Years passed and finally in 1994, 47 years after the separation, he could see his brother again for the first time, in southern China. Their meeting lasted only a few hours.
The brother is no longer alive, but Shim regularly sends aid packages to his sister via his secret contacts in China. Rarely, however, can she smuggle out a letter.
The last time they met, his sister was a 5-year old. He still remembers her jumping around on his knees, now she is also an old woman with grey hair.
Time is running out
At last week's meeting, Kim and Moon agreed to resume reunions of separated families. For the first time ever, a North Korean ruler mentioned the fate of the separated families.
On the symbolic date of August 15, the anniversary of the Japanese surrender following defeat in World War II, about a hundred separated family members are expected to be allowed to meet again.
For the "Association for Separate Families," this is far from enough. Of the 130,000 divided family members, about half have already died and 12,000 are over 90 years old. Many are worried that they will die without seeing their separated family members ever again.
"It is essential that both sides set up a common postal system again so that letters and parcels can be sent to each other," said Shim. "A postcard would be enough to know that at least the relatives are still alive."
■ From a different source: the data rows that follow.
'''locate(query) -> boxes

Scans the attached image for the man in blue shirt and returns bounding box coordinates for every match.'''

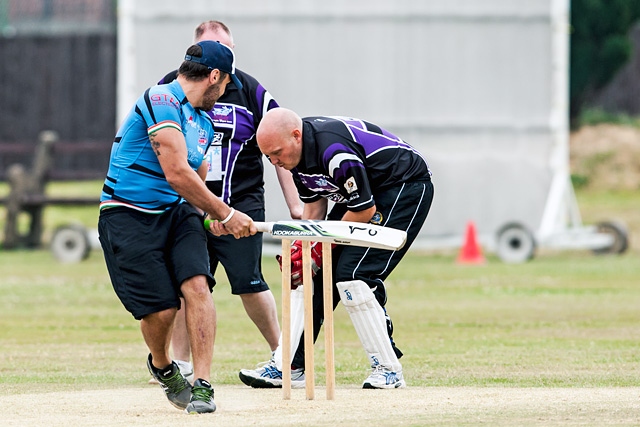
[99,41,255,414]
[154,22,302,385]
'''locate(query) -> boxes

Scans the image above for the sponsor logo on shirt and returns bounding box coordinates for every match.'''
[213,105,234,125]
[344,176,358,194]
[150,94,179,108]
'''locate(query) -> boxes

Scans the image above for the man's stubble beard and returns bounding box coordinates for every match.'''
[200,82,224,111]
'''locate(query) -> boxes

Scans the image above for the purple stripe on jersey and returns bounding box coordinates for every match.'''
[349,127,403,157]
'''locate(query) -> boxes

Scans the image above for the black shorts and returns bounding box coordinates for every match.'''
[207,208,269,295]
[329,179,434,304]
[98,204,214,320]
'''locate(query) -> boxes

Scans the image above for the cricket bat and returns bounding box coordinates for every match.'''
[255,220,407,251]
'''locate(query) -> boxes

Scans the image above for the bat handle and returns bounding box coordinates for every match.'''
[254,221,273,233]
[205,218,273,234]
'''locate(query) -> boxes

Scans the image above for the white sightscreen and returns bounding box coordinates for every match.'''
[118,0,568,249]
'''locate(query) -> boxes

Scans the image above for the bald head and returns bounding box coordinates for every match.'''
[257,108,303,170]
[194,20,234,48]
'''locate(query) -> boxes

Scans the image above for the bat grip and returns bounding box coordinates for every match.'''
[205,218,272,234]
[254,221,272,233]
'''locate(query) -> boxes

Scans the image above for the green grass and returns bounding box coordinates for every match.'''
[0,182,639,396]
[1,249,640,395]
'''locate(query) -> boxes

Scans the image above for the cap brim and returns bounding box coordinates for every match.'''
[230,74,243,90]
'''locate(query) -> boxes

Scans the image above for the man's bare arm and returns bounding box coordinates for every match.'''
[275,165,303,219]
[151,128,255,238]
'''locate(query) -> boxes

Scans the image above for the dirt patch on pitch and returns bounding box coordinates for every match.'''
[1,385,639,426]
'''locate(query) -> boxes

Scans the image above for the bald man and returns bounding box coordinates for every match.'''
[240,107,434,389]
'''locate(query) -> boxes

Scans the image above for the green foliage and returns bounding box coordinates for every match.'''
[570,0,640,122]
[578,107,640,127]
[570,173,589,189]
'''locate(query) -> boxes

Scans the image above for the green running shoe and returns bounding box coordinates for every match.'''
[147,354,192,409]
[186,378,216,414]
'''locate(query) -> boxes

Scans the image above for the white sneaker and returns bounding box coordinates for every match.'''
[362,365,406,389]
[148,359,194,385]
[238,359,305,389]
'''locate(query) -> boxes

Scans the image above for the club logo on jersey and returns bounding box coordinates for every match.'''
[370,211,383,225]
[344,176,358,194]
[213,105,234,125]
[198,128,207,146]
[213,132,224,144]
[299,173,346,202]
[315,178,329,187]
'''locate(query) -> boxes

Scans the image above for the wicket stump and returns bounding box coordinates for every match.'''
[281,239,335,400]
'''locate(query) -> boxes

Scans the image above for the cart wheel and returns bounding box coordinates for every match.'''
[51,224,91,263]
[592,220,629,255]
[496,222,536,263]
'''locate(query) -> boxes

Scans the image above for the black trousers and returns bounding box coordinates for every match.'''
[292,180,434,368]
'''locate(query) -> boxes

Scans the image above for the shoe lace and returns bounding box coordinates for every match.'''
[161,370,190,393]
[371,364,386,375]
[191,384,214,402]
[255,358,276,369]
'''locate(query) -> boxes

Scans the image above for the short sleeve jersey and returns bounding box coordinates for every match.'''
[293,116,431,211]
[159,68,279,212]
[99,80,213,213]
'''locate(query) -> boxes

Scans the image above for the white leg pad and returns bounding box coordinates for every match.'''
[337,280,401,372]
[274,285,305,370]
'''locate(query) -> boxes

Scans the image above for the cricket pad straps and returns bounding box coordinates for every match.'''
[337,280,401,372]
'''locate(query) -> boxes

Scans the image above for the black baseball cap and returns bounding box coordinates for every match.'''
[184,40,242,90]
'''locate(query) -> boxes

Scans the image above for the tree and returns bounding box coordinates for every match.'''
[570,0,640,124]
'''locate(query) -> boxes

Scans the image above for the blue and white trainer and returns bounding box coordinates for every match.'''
[239,359,305,389]
[362,365,406,389]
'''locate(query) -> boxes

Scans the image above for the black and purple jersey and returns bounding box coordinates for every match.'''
[293,116,431,211]
[159,68,279,212]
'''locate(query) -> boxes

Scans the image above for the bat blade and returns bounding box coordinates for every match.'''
[256,220,407,251]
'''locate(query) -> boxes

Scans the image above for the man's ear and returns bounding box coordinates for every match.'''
[209,69,220,84]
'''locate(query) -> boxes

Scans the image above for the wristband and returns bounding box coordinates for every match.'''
[220,208,235,224]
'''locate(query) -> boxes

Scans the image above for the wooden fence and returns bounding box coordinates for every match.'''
[0,33,116,180]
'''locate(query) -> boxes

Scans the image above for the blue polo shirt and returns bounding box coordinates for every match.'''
[100,81,214,213]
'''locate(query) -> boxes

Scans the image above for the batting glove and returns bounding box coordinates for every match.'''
[276,240,324,288]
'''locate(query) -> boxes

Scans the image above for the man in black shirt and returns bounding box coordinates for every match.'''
[240,107,434,389]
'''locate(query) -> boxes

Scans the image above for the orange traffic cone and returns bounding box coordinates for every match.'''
[457,221,485,264]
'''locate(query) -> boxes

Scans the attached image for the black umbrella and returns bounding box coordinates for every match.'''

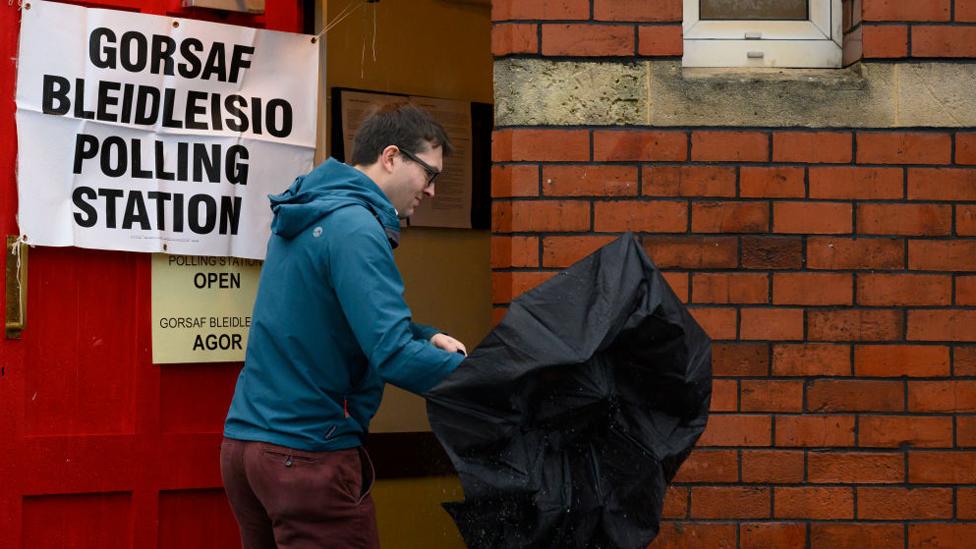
[426,234,712,549]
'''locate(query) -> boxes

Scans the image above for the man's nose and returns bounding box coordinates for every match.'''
[424,184,435,198]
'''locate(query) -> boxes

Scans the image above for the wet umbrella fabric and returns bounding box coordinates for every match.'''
[426,234,712,549]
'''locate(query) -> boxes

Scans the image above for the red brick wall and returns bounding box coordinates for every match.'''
[493,0,976,61]
[492,2,976,547]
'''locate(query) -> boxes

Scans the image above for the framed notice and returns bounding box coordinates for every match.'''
[331,88,492,230]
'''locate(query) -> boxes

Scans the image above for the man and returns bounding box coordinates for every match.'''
[220,103,467,549]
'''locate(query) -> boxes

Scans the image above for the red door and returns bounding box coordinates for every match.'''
[0,2,303,547]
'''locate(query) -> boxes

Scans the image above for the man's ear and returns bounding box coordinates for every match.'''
[380,145,399,173]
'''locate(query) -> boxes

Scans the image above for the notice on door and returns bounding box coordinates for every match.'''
[15,1,318,259]
[151,254,261,363]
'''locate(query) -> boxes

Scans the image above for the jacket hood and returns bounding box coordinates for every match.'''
[269,158,401,246]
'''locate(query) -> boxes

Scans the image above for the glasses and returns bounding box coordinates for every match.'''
[398,148,440,187]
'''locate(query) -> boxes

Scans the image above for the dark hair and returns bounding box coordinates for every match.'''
[349,103,453,166]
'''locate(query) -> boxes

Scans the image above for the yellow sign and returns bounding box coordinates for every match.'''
[151,254,262,363]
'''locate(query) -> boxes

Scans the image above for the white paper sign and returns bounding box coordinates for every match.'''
[15,1,319,259]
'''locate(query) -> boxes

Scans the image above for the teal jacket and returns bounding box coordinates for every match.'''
[224,158,464,451]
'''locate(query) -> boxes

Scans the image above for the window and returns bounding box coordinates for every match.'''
[683,0,843,68]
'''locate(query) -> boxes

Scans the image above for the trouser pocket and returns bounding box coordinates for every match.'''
[355,446,375,505]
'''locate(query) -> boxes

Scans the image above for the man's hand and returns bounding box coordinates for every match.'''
[430,333,467,356]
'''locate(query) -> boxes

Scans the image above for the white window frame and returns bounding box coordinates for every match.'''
[683,0,843,68]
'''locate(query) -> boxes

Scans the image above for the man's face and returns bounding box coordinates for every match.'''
[391,144,442,218]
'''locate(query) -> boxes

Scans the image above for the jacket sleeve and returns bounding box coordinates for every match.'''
[410,322,440,341]
[327,212,463,394]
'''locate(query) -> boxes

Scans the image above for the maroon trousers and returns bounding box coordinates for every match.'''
[220,437,380,549]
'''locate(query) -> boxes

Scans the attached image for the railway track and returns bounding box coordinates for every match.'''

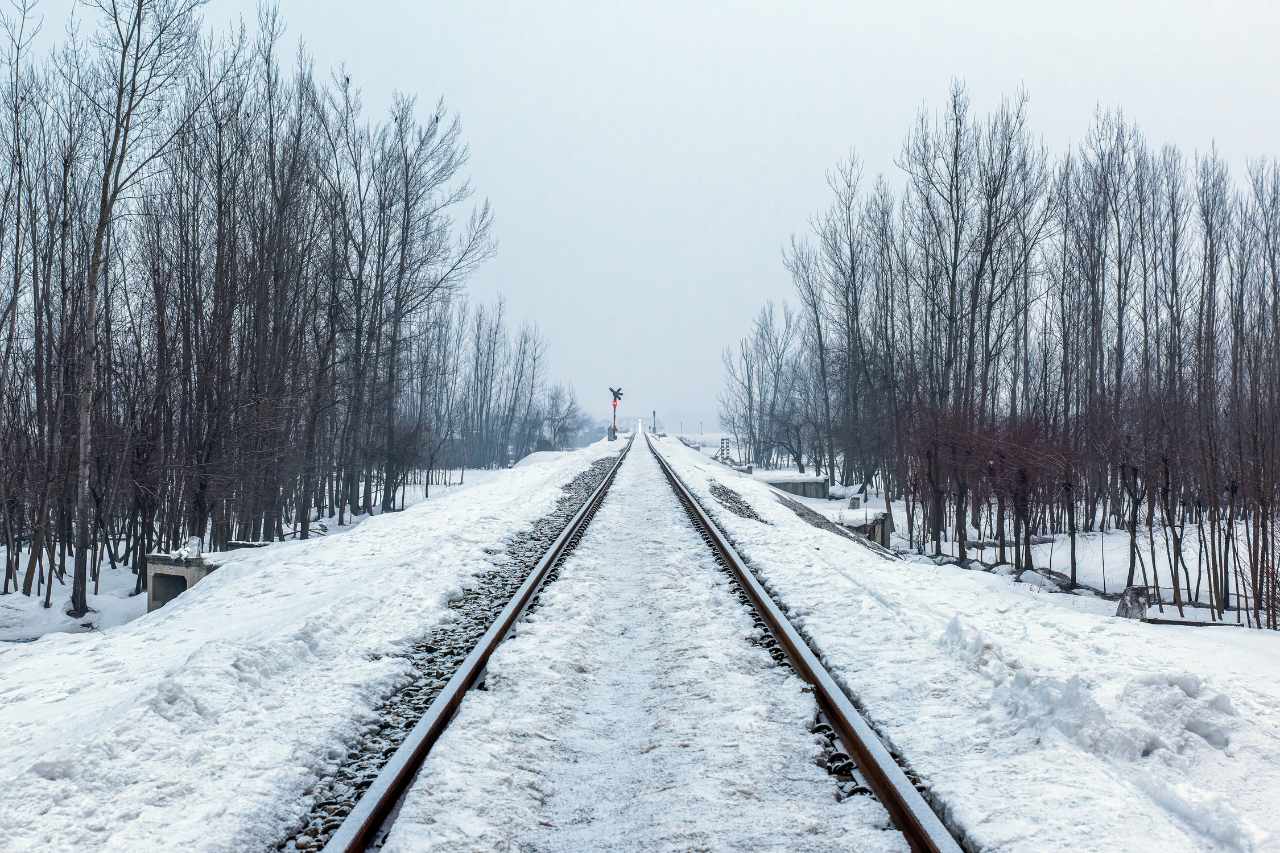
[315,431,962,853]
[299,436,634,852]
[646,433,962,853]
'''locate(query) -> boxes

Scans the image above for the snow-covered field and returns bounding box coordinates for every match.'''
[0,442,618,852]
[656,435,1280,852]
[385,441,906,852]
[776,486,1255,614]
[0,561,144,643]
[684,435,1252,614]
[0,469,505,644]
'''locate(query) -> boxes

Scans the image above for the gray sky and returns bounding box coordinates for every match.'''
[37,1,1280,431]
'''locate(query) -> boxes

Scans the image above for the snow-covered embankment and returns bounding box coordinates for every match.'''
[0,440,619,852]
[657,436,1280,853]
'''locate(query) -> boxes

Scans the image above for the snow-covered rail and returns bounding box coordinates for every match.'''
[646,433,963,853]
[318,435,634,852]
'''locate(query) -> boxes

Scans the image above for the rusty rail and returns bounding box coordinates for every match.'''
[321,435,633,852]
[646,433,963,853]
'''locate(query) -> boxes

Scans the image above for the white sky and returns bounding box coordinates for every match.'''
[33,1,1280,431]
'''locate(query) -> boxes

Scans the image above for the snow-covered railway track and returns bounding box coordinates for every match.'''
[282,437,634,853]
[307,431,958,853]
[646,434,962,853]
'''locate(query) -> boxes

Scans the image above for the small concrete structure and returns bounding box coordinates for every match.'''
[766,478,830,500]
[147,554,218,612]
[850,510,895,547]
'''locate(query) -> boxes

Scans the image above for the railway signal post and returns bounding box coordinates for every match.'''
[608,386,623,440]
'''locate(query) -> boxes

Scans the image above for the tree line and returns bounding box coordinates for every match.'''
[0,1,584,615]
[721,83,1280,628]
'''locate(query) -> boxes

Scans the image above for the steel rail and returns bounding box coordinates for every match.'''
[646,433,963,853]
[321,435,634,853]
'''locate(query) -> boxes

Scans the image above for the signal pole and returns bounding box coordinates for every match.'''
[608,387,623,440]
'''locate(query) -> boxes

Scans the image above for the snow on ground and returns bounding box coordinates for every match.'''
[0,561,144,643]
[0,470,506,645]
[754,469,829,483]
[655,435,1280,853]
[385,440,906,853]
[675,431,730,455]
[394,467,505,507]
[0,440,620,853]
[786,488,1256,613]
[513,449,567,468]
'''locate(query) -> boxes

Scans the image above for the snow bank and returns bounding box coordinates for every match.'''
[513,449,567,468]
[0,440,619,852]
[655,436,1280,853]
[0,563,144,642]
[0,472,506,645]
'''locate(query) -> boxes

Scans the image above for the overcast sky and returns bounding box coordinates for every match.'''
[37,1,1280,432]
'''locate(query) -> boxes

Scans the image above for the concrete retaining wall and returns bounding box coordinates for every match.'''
[766,479,829,500]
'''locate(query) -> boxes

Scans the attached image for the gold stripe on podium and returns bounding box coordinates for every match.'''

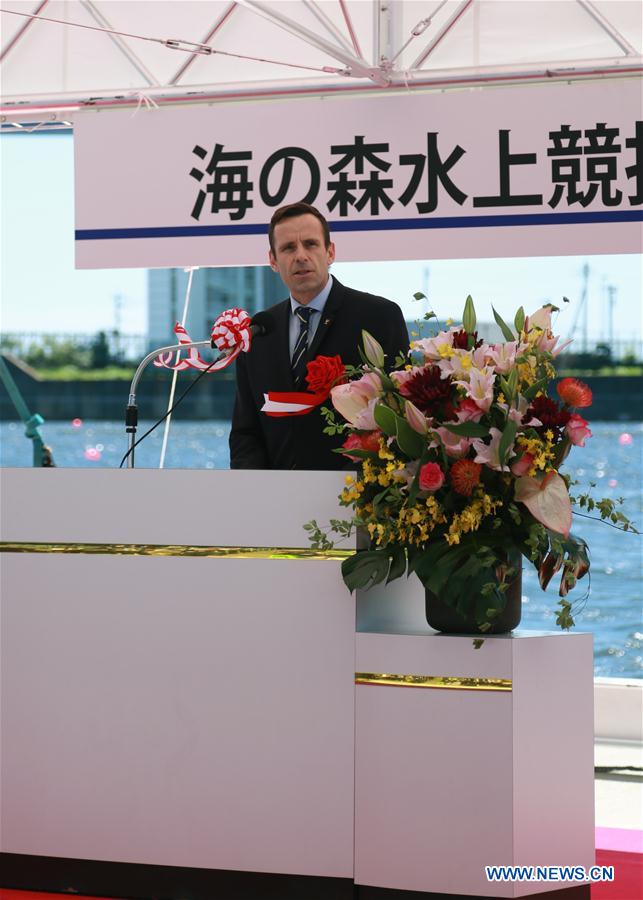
[355,673,512,691]
[0,541,352,561]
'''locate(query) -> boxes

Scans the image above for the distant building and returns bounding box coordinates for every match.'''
[147,266,285,349]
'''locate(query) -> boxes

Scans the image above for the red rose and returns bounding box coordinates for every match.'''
[306,355,346,394]
[419,462,445,492]
[341,430,382,460]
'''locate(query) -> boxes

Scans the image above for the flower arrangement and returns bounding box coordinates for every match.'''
[307,297,636,632]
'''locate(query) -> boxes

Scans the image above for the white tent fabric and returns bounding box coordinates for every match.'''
[1,0,641,127]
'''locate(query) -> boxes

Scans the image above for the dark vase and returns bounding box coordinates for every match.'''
[425,561,522,635]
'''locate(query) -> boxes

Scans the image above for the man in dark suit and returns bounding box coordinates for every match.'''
[229,202,409,470]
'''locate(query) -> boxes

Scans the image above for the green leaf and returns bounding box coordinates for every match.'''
[492,306,515,342]
[379,371,396,392]
[341,550,391,591]
[373,403,397,437]
[443,421,489,438]
[462,295,477,333]
[498,419,518,468]
[372,487,392,513]
[522,377,548,401]
[413,291,426,301]
[395,415,425,458]
[416,546,468,595]
[387,545,407,584]
[332,446,378,460]
[507,368,518,397]
[514,306,525,333]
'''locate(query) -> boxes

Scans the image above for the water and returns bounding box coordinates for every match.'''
[1,419,641,678]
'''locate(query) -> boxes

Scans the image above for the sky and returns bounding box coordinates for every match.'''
[1,132,642,352]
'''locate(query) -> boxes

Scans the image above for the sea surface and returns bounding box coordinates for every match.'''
[1,419,641,679]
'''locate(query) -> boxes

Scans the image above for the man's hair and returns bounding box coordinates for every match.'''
[268,202,331,254]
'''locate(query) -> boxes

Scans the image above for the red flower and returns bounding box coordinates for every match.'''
[556,377,592,408]
[566,414,592,447]
[341,430,382,460]
[449,459,482,496]
[526,395,571,440]
[399,365,457,420]
[452,329,483,350]
[419,462,445,492]
[510,453,535,476]
[306,355,346,394]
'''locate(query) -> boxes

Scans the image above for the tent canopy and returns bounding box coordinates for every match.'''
[1,0,641,128]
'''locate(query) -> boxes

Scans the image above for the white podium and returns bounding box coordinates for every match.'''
[354,631,594,898]
[0,469,594,899]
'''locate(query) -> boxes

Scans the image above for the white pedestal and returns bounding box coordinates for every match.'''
[354,630,595,898]
[0,469,355,878]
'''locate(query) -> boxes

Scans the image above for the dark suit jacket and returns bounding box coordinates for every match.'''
[229,277,409,470]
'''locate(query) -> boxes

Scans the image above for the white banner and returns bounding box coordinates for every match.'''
[74,80,642,269]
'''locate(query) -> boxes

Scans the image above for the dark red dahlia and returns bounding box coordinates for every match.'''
[452,329,483,350]
[399,365,457,420]
[526,395,571,440]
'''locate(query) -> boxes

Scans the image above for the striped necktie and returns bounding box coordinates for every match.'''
[291,306,314,387]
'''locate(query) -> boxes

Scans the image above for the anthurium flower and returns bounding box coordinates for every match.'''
[362,331,385,368]
[557,377,593,408]
[331,371,382,429]
[514,471,572,538]
[565,414,592,446]
[526,305,552,332]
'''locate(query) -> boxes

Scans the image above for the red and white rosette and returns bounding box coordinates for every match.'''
[211,307,252,354]
[261,354,346,417]
[261,390,328,417]
[154,308,253,372]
Moreover, it costs nothing nowadays to talk to someone anywhere in the world, he pointed out. "You can even see each other via mobile phone."
It is only between North and South Korea that such a thing is not possible, Shim lamented. The first agreed family reunion could therefore only be the beginning, he added.
Around 93,000 separated family members will now compete to be on the list of 100 persons scheduled to meet in August as part of the family reunion. "It’s like winning a lottery [for those who end up on the list]," Shim said bitterly while again looking longingly at his sister's photos.